Thankfully, my father is able to sit down after events and work out what has gone on.

He is now very upset about these “Respect” forms and has emailed me to say he has made a mistake filling them out. How do we cancel them? How indeed.

All he knows is that he filled them out, and the charity advised him to take the filled-out forms to his GP, which he did.

I have seen only an example of the empty form, and it includes a frightening section where the GP fills out their medical conditions and then signs by the words “Resuscitate” or “Do Not Resuscitate.”

In other words, my father and mother ticked somewhere on the sliding scale, and then the GP in private is going to decide what they get: life or death. Un-be-fucking-lievable.

But why did the charity give them this form? Perhaps, I thought, these charities want money, which they pursue in a separate phone call or letter, and perhaps the form helps them hurry the seniors off a bit quicker so they can get their money.

Perhaps it’s not that, and they are simply pushing a state policy of getting seniors to hurry up and die, which the government has devised.

I rang and rang and emailed and emailed this charity, and eventually a lady got back to me to say, “We have to give these forms out.” “Why?” I asked. “Because the NHS tells us to,” she said.

“Can I suggest you give some thought about pushing death forms for the NHS?” I said. She said she would take my comments to her manager.

My poor father. He is way too trusting of the system and of human nature generally. He often contacts these charities, or else the doctor or social services puts him in touch with them, presumably to plug the gap in the state provision.

I know because he mentioned it to me that he contacted the carers’ charity for help because he thought they were about caring. Easy mistake to make.

Would my father have contacted an organization called The Killers Alliance? Would he have contacted a charity called Assisted Dying To You?

Would my mother, a devout Catholic, sign a form called No Respect For Life?

It makes me want to scrutinize any charity that has ever visited my parents and find out what forms they might have gotten out of their bag of tricks while they were there.

The mind boggles. I will have to go through my father’s paperwork and emails with him.

And I have to get over my slight hurt that he signs these forms without ringing me.

It’s like the time my mother almost signed her cat and her house away. If she just filled this form out, this godawful cat charity told her, then when she died her cat would be taken care of.

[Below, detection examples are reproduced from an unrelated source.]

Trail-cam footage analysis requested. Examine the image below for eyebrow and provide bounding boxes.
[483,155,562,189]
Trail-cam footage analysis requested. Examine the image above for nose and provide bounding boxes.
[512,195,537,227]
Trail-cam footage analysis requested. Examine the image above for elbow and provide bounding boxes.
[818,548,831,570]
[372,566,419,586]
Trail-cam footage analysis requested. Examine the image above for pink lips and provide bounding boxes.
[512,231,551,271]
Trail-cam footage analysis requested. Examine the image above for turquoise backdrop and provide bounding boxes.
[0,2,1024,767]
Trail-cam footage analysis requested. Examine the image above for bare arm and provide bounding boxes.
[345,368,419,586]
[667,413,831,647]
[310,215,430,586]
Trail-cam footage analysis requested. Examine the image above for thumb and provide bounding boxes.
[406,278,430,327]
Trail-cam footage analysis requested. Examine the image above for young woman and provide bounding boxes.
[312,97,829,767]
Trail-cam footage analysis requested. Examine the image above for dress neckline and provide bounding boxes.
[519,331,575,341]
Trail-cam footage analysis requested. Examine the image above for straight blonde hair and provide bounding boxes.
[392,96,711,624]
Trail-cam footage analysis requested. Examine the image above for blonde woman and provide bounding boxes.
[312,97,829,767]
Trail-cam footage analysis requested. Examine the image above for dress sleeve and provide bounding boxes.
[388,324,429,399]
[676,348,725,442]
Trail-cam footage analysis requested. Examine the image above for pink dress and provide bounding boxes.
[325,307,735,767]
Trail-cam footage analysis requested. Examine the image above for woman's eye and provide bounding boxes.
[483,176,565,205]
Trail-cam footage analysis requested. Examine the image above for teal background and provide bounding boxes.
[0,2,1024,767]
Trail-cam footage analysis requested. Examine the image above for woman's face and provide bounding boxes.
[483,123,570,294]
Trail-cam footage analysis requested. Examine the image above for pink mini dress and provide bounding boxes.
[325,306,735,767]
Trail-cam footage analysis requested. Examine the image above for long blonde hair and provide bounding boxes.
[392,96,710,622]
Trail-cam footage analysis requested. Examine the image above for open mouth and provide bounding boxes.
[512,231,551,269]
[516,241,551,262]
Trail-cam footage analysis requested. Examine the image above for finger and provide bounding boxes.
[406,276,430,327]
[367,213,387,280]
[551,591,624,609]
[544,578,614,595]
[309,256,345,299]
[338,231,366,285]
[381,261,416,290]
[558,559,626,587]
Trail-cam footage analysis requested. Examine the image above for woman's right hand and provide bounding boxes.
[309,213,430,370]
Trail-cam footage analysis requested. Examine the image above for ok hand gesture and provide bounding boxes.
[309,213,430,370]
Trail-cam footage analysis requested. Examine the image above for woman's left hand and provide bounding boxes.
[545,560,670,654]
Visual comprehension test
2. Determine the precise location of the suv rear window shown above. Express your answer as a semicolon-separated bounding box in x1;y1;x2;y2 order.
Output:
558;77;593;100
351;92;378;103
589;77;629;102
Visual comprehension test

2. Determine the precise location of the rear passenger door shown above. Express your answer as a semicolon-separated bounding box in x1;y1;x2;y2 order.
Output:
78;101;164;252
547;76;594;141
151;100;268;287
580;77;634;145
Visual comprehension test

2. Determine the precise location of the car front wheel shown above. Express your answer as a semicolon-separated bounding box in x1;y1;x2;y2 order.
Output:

“Mum, for fuck’s sake!” I screamed. “The poor cat! Never mind about you signing your house away, they’d take Pebbles and give her the blue juice!”

“Oh no,” she said, “they look after them for the rest of their lives.” “Do they fuck!” I screamed, hysterical because I’ve investigated many an animal charity that euthanizes its intake on a weekly basis, and when it comes to legacy animals this is legally fine because they have looked after them for the rest of their life. The rest of their life was a week in a shelter, before they get put down.

“Oh dear,” she said, “Oh yes, I see. I better cancel that.” And then a few months later she let slip the donkey sanctuary had been on the phone. For just x pounds a month, or a gift in your will, she could have a lovely calendar. There it was, on her wall.

It’s exhausting. But signing their money away to the donkeys is one thing. What I’m not accepting is them signing their life away.